Hold less than a year before selling? Ordinary income rate, 10% to 37% depending on your bracket. Hold longer than a year? Capital gains rate: 0%, 15%, or 20%. Lose money? You can offset gains and carry the leftover loss forward, up to $3,000 per year against regular income. Tax loss harvesting actually works in crypto, unlike India where you cannot offset at all.
| Holding period | Tax rate | Applies to |
|---|---|---|
| Less than 1 year | 10-37% (ordinary income) | Short-term trades |
| More than 1 year | 0-20% (capital gains) | Long-term holds |
| Staking/mining income | Ordinary income rate | When received |
| Losses | Offset gains, carry forward | $3,000/year against income |
New for 2026: exchanges must issue 1099-DA forms reporting your transaction history. The IRS gets a copy. Software like TurboTax, CoinTracker, and Koinly integrates with most US exchanges to auto-generate your tax filings.
What each exchange offers for your crypto portfolio
Most US exchanges now offer tools that go beyond simple buy and sell. Coinbase has recurring buys and portfolio tracking. Kraken has staking across dozens of tokens. Gemini offers ActiveTrader for experienced users. Crypto.com has thematic bundles.

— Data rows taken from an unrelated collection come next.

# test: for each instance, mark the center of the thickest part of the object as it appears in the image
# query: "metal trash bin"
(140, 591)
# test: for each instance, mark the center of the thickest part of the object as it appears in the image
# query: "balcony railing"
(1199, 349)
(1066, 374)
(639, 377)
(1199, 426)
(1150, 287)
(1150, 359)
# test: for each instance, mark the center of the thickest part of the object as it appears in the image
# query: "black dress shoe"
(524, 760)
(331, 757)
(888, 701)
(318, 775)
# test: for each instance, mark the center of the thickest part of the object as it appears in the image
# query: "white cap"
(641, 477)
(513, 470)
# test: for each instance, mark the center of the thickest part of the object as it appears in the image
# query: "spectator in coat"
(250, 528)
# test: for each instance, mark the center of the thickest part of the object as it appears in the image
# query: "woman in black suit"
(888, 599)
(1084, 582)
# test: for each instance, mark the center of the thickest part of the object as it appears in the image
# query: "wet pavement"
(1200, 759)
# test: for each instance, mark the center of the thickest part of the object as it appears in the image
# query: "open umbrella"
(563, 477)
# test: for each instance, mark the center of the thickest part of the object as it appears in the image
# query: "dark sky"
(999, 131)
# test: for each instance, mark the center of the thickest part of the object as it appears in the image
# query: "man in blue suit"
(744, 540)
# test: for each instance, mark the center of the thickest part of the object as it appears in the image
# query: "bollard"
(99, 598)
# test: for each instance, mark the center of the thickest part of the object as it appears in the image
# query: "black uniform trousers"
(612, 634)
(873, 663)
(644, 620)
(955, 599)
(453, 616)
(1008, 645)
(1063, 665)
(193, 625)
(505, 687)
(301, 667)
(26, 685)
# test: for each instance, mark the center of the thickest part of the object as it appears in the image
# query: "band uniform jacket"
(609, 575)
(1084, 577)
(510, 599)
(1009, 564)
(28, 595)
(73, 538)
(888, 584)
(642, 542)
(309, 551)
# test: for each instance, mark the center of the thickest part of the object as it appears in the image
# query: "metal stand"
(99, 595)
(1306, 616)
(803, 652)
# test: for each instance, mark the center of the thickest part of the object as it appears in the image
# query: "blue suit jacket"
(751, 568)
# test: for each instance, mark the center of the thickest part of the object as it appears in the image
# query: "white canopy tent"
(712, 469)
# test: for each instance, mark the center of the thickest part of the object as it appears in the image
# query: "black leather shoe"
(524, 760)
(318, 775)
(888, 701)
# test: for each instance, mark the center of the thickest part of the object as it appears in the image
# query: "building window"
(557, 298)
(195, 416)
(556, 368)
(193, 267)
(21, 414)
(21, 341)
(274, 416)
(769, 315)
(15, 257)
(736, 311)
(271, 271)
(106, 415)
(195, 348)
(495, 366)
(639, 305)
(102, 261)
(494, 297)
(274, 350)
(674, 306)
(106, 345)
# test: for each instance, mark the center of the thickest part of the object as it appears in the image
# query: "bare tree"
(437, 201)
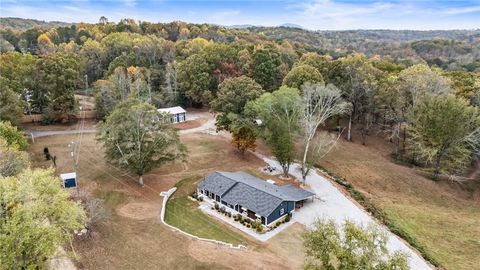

For a basic crypto portfolio on a US cryptocurrency exchange, the approach is straightforward: pick 2-3 assets (bitcoin and ethereum cover 60%+ of the market, with litecoin and solana as common additions), set up recurring weekly or monthly buys on the blockchain of your choice, and do not check prices every hour. Most exchanges offer enough liquidity on major pairs that your order fills instantly. Dollar cost averaging through automated purchases on Coinbase or Kraken eliminates the temptation to time the market.
For larger portfolios, self-custody matters. Buy on the exchange, then transfer to a hardware wallet (Ledger, Trezor). No exchange is immune to failure. Unlike stocks held through a broker, crypto on an exchange is not covered by SIPC insurance. FDIC does not apply either. Your coins sit on someone else's server, protected only by that company's security practices and whatever insurance they carry privately.